- Born: 8 March 1905 Gothenburg, Sweden
- Died: 28 March 1998 (aged 93) Lund, Sweden
- Education: University of Lund (Ph.D. 1935)
- Known for: Showing that humans have 46 chromosomes
- Spouse: Karin Malmberg
- Children: Cecilia Torudd, Göran Levan
- Parents: Emil Levan (father); Amy Gabrielsson (mother);
- Scientific career
- Fields: Genetics, cytologist
- Institutions: University of Lund

= Albert Levan =

Swedish botanist and geneticist

Albert Levan (8 March 1905, Gothenburg – 28 March 1998, Lund) was a Swedish botanist and geneticist.

==Life==

Albert Levan was born in Gothenburg in 1905, son of Emil Levan and Amy Gabrielsson. He was educated at the University of Lund, where he received his doctorate in 1935, and became professor of cytology in the same university in 1961. He married Karin Malmberg, a pianist, and was the father of illustrator Cecilia Torudd and Göran Levan, professor of genetics at the University of Gothenburg. He died in Lund in 1998.

==Research==

Albert Levan is best known today for co-authoring the report in 1956 that humans had 46 chromosomes (instead of 48, as previously believed). This epochal discovery was made by Joe Hin Tjio in Levan's laboratory.

Originally specialising in plant cytology, Levan later turned to the similarities in the chromosome structure of cancer cells and errors introduced to plant cells via chemical or radioactive elements. These studies later led to examination of chromosomes in animal cells.
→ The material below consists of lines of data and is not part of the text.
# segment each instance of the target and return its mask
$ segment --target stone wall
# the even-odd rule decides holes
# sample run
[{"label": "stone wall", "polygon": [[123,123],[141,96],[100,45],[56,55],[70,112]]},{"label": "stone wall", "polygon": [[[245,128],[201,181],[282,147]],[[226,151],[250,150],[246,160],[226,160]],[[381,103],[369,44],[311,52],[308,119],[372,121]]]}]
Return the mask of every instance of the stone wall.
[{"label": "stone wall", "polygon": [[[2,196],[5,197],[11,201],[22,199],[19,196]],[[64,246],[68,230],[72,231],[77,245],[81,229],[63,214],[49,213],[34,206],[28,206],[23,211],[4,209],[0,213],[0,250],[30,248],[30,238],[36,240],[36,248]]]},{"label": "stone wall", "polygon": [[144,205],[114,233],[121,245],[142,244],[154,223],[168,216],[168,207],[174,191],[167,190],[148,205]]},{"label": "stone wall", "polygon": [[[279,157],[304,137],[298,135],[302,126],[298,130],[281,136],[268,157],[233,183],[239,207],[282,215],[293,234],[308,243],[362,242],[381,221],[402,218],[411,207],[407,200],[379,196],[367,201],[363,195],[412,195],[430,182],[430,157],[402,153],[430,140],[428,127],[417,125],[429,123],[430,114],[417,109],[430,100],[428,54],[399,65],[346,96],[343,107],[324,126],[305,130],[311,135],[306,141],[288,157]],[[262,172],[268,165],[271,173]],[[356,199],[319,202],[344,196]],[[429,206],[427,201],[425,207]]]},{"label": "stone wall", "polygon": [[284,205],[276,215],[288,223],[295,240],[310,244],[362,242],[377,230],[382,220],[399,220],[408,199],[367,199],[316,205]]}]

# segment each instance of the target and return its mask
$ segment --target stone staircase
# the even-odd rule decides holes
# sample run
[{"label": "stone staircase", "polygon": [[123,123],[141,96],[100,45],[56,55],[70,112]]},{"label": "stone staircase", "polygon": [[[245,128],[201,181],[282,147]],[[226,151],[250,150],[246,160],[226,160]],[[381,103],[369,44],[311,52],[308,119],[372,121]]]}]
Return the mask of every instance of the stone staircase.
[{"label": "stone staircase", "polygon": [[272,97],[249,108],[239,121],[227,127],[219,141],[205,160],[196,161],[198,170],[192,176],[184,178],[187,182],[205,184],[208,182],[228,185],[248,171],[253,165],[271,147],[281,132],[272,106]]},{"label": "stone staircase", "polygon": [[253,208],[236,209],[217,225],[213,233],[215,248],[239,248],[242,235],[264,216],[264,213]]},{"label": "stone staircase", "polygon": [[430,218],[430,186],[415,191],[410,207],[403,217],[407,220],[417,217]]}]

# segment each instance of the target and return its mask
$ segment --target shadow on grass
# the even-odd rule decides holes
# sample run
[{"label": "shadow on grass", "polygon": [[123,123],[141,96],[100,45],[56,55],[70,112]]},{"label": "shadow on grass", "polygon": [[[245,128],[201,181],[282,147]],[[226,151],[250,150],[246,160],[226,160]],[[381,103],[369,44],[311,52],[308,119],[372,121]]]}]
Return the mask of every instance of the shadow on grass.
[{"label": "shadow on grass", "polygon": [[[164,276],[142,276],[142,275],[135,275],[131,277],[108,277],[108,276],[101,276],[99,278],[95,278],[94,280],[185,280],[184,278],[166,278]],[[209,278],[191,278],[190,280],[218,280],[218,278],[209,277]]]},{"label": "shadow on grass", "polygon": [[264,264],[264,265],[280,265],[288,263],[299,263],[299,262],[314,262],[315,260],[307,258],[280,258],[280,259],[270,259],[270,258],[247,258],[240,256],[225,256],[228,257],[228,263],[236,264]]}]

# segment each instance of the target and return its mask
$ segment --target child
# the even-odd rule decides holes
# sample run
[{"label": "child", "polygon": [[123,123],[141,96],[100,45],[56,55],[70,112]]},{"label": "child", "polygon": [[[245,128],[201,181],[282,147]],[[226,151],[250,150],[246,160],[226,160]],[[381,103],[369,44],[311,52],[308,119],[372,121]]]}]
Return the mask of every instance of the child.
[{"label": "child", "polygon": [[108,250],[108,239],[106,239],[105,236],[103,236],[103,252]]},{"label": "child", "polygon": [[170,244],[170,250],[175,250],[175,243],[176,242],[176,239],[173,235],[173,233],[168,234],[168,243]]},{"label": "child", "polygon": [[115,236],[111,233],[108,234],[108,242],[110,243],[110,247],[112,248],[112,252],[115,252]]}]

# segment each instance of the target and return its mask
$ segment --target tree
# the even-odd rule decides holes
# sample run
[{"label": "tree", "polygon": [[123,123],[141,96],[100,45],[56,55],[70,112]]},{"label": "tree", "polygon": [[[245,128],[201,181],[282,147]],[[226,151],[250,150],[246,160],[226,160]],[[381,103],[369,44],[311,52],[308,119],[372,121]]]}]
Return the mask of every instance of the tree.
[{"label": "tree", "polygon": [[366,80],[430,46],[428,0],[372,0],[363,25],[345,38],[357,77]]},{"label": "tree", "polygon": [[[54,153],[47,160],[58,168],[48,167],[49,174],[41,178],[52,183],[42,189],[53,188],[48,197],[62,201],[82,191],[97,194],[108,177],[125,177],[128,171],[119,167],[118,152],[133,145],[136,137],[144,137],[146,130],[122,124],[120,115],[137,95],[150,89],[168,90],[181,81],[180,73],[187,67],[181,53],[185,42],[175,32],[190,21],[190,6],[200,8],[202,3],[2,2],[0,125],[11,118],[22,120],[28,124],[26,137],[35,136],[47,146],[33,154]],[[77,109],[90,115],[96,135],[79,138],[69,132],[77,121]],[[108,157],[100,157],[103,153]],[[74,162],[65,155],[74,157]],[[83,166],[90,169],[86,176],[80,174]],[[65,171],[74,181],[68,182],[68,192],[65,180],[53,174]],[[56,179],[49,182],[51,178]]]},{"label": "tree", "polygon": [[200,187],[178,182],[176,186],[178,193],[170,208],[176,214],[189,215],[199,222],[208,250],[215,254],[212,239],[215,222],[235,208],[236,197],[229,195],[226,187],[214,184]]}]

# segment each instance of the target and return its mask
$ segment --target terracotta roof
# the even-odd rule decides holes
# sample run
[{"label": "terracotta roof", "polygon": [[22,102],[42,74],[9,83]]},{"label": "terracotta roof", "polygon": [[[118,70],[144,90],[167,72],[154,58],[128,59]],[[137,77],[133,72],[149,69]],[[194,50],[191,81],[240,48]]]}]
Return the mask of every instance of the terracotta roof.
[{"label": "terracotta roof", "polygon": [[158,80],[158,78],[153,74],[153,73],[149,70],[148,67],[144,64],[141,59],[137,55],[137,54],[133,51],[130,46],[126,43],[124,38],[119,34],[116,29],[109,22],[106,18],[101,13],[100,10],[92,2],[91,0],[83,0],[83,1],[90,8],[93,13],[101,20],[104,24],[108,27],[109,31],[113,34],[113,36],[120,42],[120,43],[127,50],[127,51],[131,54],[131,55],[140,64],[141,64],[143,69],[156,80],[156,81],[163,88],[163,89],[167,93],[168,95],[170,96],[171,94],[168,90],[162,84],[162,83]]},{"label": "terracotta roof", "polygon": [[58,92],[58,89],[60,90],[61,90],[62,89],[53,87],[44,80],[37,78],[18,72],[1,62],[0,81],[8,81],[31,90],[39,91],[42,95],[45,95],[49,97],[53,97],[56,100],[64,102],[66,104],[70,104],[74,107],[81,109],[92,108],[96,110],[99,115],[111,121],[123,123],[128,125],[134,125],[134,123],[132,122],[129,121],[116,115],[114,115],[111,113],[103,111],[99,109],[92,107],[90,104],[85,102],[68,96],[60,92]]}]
In 1953, a mistake involving mixing HeLa cells with the wrong liquid led Joe Hin Tjio and Albert Levan to develop better techniques for staining and counting chromosomes. It allowed researchers for the first time to see and count each chromosome clearly in the HeLa cells with which they were working. They were the first to show that humans have 23 pairs of chromosomes rather than 24, as was previously believed. This was important for the study of developmental disorders, such as Down syndrome, that involve the number of chromosomes.

==Honours==

Levan was elected a member of the Finnish Society of Sciences and Letters in 1961, and of the Royal Swedish Academy of Sciences in 1967.